Apolo, originário de Alexandria foi evangelizado por Priscila e é citado como:
“homem eloqüente e versado nas escrituras” (Atos 18,24-26) Bíblia de Jerusalém.
Na carta aos Romanos encontramos o casal Andrônico e Júnia (Rm 16,7) eles receberam o nome de apóstolos. O título dado a uma mulher de apóstolo foi contestado por muito tempo pelos estudiosos. Penso que mais por preconceito do que pela liderança que ela exercia na comunidade.
Muitos outros casais encontramos nas Cartas Paulinas que trabalharam lado a lado pela causa do evangelho lembramos:
“Saudai Filólogo e Júlia; Nereu e sua irmã, e Olímpias, e todos os santos que estão com eles”(Rm 16,15) Bíblia de Jerusalém.
4 - Diaconisas
O envolvimento das diaconisas no apostolado das Comunidades Paulinas dos primeiros tempos é um fato indiscutível. Aqui só fazemos um breve resumo que mostra como a ação das diaconisas se inseriam no quadro das Comunidades de Paulo
O termo “diakonos” no início era usado para os missionários ou pregadores, que atendiam uma comunidade. As diaconisas nesta época (primeiro século) também eram missionárias, evangelizadoras oficiais e tinham como a tarefa principal, atender os pobres, os doentes, as viúvas e os batizados. Nas cartas paulinas a função do diaconato não havia distinção entre os homens e mulheres.
Um exemplo característico deste serviço que as mulheres exerciam na Comunidade é o exemplo de Febe. Ela é considerada “irmã” e “diakonos” da igreja de Cencreia. Considerar Febe como diaconisa é dar a ela reconhecimento de uma função eclesial.
“Recomendo-vos Febe, nossa irmã, diaconisa da Igreja de Cencréia, para que o recebais no Senhor de modo digno como convém aos santos, e assistais em tudo o que ela de vós precisar, porque também ela ajudou a muitos, a mim inclusive”. (Rm 16,1-2) Bíblia de Jerusalém.

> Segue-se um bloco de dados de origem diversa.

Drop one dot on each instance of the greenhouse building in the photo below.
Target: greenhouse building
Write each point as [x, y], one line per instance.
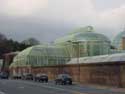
[84, 54]
[41, 55]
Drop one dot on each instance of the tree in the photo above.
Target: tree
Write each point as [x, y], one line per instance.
[31, 41]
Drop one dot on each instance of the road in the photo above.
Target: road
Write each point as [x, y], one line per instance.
[30, 87]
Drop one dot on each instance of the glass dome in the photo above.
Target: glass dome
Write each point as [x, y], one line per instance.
[87, 41]
[117, 42]
[41, 55]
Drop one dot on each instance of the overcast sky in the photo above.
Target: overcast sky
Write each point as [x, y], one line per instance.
[48, 20]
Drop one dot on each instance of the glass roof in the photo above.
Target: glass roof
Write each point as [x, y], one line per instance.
[99, 59]
[83, 35]
[117, 40]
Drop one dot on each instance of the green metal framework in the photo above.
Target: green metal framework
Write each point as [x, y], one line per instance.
[41, 55]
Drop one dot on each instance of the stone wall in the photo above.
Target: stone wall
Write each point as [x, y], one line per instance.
[110, 74]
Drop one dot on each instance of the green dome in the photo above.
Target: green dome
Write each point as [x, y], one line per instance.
[83, 34]
[87, 41]
[41, 55]
[118, 40]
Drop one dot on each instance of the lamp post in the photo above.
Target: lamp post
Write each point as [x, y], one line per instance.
[77, 55]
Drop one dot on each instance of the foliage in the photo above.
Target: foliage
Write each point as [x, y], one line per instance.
[9, 45]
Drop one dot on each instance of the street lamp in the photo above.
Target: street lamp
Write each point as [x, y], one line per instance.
[78, 55]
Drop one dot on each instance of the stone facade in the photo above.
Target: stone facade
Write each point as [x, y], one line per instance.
[110, 74]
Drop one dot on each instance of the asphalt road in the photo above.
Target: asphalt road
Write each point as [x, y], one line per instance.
[30, 87]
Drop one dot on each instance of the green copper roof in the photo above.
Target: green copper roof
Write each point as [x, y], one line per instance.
[117, 40]
[83, 34]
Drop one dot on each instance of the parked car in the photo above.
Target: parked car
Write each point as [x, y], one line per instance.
[4, 75]
[17, 76]
[41, 78]
[27, 76]
[63, 79]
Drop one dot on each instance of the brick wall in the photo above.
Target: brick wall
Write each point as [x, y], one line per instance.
[111, 74]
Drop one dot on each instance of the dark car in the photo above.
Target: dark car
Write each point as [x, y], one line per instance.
[41, 78]
[27, 76]
[17, 76]
[4, 75]
[63, 79]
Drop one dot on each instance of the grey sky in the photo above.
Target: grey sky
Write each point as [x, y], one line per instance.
[47, 20]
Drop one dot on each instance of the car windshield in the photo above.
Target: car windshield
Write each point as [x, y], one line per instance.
[64, 76]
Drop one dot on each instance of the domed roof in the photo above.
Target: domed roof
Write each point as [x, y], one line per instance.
[117, 40]
[83, 34]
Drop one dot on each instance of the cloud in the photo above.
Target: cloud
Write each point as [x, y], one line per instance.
[22, 7]
[56, 17]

Ela é colocada ao lado de Paulo e dos outros líderes.
Considerações Finais
Há muito mais referências na literatura Paulina a homens exercendo o ministério do que as mulheres em ministério, mas considerando a situação cultural isto não é de se admirar. O admirável de tudo isto é que há referência as colaboradoras, ao ministério das viúvas, a obra evangelizadora dos casais e diaconisas. O fato que se constata que existe um número moderado de mulheres com liderança na evangelização das Comunidades Paulinas indicando com isto que desde o começo o Cristianismo reconheceu o papel legítimo de mulheres exercendo atividades evangelizadoras. Aquele ideal não podia ser realizado naquela época plenamente e ainda não esta sendo realizado em nossas comunidades. Entretanto, avanços tem sido feitos, e todos nós acreditamos que agora chegou o tempo para que se complete a realização daquele ideal.
Consulta:
CEBI, Paulo e suas Cartas, Roteiros para Reflexão X, Cebi São Leopoldo, 2000, pág.52-56.
ZEDDA, SILVÉRIO, Prima lettura di San Paulo (Introduzione, Analisi – Parafrasi, Note), in Lettere della Prigionia, pág. 413-534 e in Lettere Pastorali, pág. 535-611, Tecnograph – Torino, 4 edizione, 1964.